Taking all three sets of goals and finding a common management plan helps define your approach. The goals for a full stomach and a difficult airway for a lap appe can all be satisfied with an awake fiberoptic intubation followed by GA. 

Assess your AC for specific goals and find common management strategies to generate an appropriate plan.

Oral Exam Techniques: Text

Providing an Anesthetic


Frequently, you will be asked to 'provide an anesthetic' or 'how will you induce'. The knee jerk reaction is to just blurt out an answer but in reality we don't just slam a person to sleep. We always prepare resources and tailor the anesthetic to the situation. The challenge is how to put your actions into words. I advocate the use of 2 acronyms, SIMER and DAMship.

SIMER stands for Setup, Induction, Maintenance, Emergence and Recovery. The 'setup' is everything you have ready before your induction. This would include checking your machine, lines etc. There are numerous steps that need to be addressed so the Setup has it's own acronym, DAMship.

Prior to starting any case, you will have your standard emergency drugs available. The bare basics would be a vasopressor and a paralytic. By stating you would have your 'standard emergency drugs ready' would only cover the basics. Use the 'D' as an aid to think about other emergency drug or equipment you may need for the case. For example, vasodilators for controlled hypotension, magnet for pacer/ICD etc.

'A' stands for airway. If there is no concern with the airway, one could just state that they would have their standard airway equipment ready. One thing an anesthesiologist should never do is be inadequately prepared for an airway. The 'A' is meant to prompt you for additional airway preparation.

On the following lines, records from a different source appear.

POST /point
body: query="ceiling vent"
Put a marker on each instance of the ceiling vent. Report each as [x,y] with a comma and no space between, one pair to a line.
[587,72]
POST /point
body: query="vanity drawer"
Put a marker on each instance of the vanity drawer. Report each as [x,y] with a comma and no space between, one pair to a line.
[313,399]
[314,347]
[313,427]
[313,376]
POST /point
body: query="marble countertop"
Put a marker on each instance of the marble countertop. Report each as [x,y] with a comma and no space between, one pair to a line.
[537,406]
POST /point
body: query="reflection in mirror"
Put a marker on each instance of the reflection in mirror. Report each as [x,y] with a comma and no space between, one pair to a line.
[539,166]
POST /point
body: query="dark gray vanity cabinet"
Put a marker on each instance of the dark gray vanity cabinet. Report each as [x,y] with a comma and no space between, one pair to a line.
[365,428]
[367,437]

'M' stands for machine and monitors. Typically would would have your standard CAS monitors in place prior to induction. Again, it is meant to be a cognitive aid for you to consider the placement of additional monitors for the case. In the acronym, DAM are capitalized as they are required prior to any induction. If you forget to have emergency drugs ready, a proper airway plan or appropriate monitors in place for induction, it is hard to do well on any question.

The 'ship' in DAMship are small case as they are meant to be considered for each case but not actually verbalized unless needed. 's' is for suction (eg double suction for blood in airway), 'h' is for heat (eg increase heat for premie, deliberate hypothermia...), 'i' is for IV's (eg 2 large bore, lower limb line with SVC syndrome...) and finally 'p' is for position (eg- sitting craniotomy, prone).

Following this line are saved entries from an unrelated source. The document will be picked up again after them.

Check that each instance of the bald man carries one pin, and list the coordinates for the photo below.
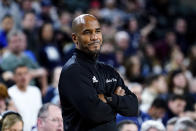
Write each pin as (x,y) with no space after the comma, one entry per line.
(92,93)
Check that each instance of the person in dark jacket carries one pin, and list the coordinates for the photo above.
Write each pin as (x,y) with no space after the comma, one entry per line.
(92,93)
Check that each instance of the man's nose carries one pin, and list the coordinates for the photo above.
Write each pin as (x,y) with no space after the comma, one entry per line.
(94,36)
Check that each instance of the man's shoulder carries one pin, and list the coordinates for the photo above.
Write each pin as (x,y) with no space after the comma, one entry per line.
(71,64)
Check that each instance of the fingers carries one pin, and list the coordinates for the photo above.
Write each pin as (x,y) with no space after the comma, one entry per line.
(102,98)
(119,91)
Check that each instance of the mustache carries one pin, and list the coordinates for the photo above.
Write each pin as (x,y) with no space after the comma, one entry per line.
(94,42)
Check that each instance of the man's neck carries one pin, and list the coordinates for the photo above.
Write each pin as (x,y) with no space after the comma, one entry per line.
(22,88)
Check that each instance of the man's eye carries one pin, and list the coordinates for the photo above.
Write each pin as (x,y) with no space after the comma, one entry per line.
(87,32)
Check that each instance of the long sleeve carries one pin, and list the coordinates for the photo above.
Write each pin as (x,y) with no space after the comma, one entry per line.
(75,86)
(125,105)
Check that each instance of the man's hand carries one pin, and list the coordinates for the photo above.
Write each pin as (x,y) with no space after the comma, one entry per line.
(119,91)
(102,98)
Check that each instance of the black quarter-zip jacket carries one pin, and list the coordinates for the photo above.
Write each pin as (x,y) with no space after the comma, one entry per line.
(81,80)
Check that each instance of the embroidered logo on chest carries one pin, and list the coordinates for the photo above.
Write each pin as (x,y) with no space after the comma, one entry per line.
(111,80)
(94,79)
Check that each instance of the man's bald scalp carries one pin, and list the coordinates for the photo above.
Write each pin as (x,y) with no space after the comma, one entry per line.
(80,20)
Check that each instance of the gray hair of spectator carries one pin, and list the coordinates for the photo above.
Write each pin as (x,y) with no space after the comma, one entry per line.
(43,112)
(184,124)
(152,124)
(121,35)
(124,122)
(172,121)
(14,33)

Once you have completed the Setup (DAMship), you move onto 'I' for the induction. Discuss your induction in keeping with the anesthetic considerations and goals discussed earlier. 'M' is for maintenance or your intraoperative plan/goals. Some situations are better served with TIVA vs a GA. Maybe you may need to use a carefully titrated epidural with judicious sedation. 'E' is for emergence. Is there are specific issue that should be mentioned such as avoiding coughing or a clear emergence to assess neurological status. 'R' is for recovery or what is the disposition plan.